Jeff Hart, in his priceless book Montana—Native Plants and Early Peoples recounts one of the origin stories of the plant: “Long ago, as the story goes, in what we now call the Bitterroot Valley, Flathead Indians were experiencing a famine. One old woman had to meat or fish to feed her sons. All they had to eat were shoots of balsamroot, and even these were old and woody. Believing that her sons were slowly starving to death, she went down to the river early one morning to weep alone and sing a death song. The sun, rising above the eastern mountains, heard the woman singing. Taking pity on the old woman, the sun sent a guardian spirit in the form of a red bird to comfort her with food and beauty. The bird flew to the old, gray-haired woman and spoke softly. ‘A new plant will be formed,’ said the bird, ‘from you sorrowful tears which have fallen into the soil. Its flower will have the rose of my wing feathers and the white of your hair. It will have leaves close to the ground. Your people will eat the roots of this plant. Though it will be bitter from your sorrow, it will be good for them. When they see these flowers they will say, here is the silver of mother’s hair upon the ground and rose from the wings of the spirit bird. Our mother’s tears of bitterness have given us food…’”

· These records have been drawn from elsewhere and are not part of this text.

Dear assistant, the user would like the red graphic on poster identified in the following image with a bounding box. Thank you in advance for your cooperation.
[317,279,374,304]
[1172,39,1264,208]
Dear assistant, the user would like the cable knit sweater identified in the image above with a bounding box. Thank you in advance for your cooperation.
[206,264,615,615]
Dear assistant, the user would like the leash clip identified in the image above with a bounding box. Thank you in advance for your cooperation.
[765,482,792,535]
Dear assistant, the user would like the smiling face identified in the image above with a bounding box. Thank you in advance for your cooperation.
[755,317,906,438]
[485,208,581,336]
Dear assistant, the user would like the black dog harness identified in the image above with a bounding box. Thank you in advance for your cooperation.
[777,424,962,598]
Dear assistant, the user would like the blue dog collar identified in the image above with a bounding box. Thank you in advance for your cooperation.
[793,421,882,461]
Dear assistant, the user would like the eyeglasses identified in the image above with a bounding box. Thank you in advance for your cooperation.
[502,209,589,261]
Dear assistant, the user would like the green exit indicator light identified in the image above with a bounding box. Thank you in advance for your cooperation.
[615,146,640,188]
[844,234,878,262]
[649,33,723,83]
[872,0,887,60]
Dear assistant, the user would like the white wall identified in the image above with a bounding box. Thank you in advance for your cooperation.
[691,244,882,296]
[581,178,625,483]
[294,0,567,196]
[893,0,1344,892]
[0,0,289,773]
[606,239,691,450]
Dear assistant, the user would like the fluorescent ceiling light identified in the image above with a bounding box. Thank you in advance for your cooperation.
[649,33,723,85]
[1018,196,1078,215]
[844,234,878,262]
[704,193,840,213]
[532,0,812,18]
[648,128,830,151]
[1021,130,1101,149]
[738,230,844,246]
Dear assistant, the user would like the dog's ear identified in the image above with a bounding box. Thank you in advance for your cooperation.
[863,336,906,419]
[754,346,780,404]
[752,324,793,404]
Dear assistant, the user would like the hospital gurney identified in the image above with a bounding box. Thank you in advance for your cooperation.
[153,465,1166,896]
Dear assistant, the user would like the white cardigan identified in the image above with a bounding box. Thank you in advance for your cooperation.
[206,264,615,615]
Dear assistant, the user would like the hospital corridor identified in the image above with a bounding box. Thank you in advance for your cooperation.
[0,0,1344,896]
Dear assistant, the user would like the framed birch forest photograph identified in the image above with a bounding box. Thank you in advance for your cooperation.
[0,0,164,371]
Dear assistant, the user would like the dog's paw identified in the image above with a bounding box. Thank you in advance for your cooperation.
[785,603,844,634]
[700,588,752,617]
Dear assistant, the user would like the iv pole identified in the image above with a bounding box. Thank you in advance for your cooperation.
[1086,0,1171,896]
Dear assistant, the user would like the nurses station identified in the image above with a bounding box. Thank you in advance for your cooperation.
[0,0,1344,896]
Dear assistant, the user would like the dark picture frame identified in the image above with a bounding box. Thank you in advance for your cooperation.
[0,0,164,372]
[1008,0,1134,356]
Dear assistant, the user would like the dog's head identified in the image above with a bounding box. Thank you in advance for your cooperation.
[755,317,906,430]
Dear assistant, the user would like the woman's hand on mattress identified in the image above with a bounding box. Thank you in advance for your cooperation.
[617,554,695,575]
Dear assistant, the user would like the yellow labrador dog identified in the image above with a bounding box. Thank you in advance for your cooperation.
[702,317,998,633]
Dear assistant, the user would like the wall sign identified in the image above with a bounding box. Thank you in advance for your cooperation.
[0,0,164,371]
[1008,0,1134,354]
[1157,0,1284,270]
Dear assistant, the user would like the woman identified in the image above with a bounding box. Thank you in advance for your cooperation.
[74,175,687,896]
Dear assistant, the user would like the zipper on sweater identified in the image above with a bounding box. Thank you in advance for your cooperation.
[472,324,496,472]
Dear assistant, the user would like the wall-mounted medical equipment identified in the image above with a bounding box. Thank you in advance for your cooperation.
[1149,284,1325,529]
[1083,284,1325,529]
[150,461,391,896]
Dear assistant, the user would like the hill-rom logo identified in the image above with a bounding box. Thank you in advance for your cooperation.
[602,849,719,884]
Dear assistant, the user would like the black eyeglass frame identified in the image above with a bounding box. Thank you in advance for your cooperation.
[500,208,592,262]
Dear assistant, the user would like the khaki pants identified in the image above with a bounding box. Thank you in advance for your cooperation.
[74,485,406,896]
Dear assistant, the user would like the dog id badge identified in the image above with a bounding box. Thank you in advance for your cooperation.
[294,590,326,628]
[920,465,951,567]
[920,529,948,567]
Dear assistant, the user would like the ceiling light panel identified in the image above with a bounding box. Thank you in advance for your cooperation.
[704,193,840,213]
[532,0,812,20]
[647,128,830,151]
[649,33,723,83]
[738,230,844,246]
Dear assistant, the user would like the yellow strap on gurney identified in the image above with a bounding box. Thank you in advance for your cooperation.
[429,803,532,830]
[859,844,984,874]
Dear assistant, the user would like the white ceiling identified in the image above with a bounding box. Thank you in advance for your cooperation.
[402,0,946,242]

Even as a twenty first century white woman, when I see the blossoms of the Bitterroot, I feel a deep emotional connection to this mother’s story. But more than that, I am struck by the world view this story illuminates. The idea that the natural world is responsive to us in such an nurturing way is so different from our western view of nature being at best indifferent to us, or, at worst, if it does respond it is always in a violent, revengeful way (you shouldn’t fool with mother nature!) What if nature really is both responsive and benevolent and interconnected to us in such an intimate way? It certainly is worth further exploration and reflection.